タイヤの大きさやフレームの寸法、荷台や追加装備が違っても、いちおうそれなりに「自転車に見えるイラスト」に仕上げることができる。タンデム(縦2人乗り)とか、前輪を小さくする、といったオーダーも対応できるだろう。
理由は簡単で、自転車の基本構造を理解しているから。
サドルの下のほうにペダルがあって、チェーンで後輪側に回転を伝えて、フレームにはホイールやサドルやハンドルをそれぞれ接続して、といった自転車の諸要素を知っていると、どんな自転車でも描ける。
サドルが無い自転車、といったオーダーだって対応できる。

同様に、魚類も描ける。
サバやイワシみたいな普通の魚も、フグやチョウチョウウオも、それからタツノオトシゴも、魚の基本構造は同じだ。
磯に住む魚なら鰭は大きいだろう、外敵避けに棘があるかもしれない、等と想像すれば、想像上の「岩場に棲む魚」も描ける。
サメの一種で、進化の途上でハリセンボンみたいなニッチに収まった架空の新種だって、それっぽく描き上げることができるだろう。
これも魚に対する知識がある一定以上あるからだ。

今日は昼休みの雑談で、こういう「描けそうで描けないもの」について話題になった。
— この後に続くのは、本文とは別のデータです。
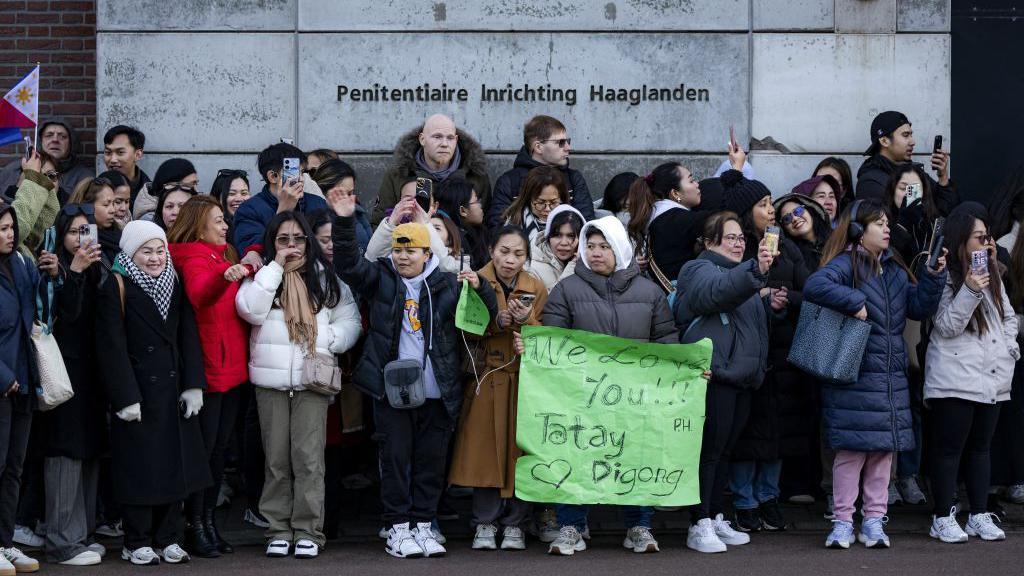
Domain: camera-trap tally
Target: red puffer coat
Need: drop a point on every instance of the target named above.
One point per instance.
(223, 335)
試しに自転車と魚を、同僚達に“お題”として描いてもらったところ、人によって「全然駄目」と「それなり・きちんと描けている」の2つに、はっきり別れた。
中途半端に描けた、という人はいない。機械に詳しい人、家で熱帯魚を飼っている人でも、描ける人は描けるし、そうでない人は全然駄目。魚は魚の体をしていないし、自転車は人が乗って漕げる形ではない。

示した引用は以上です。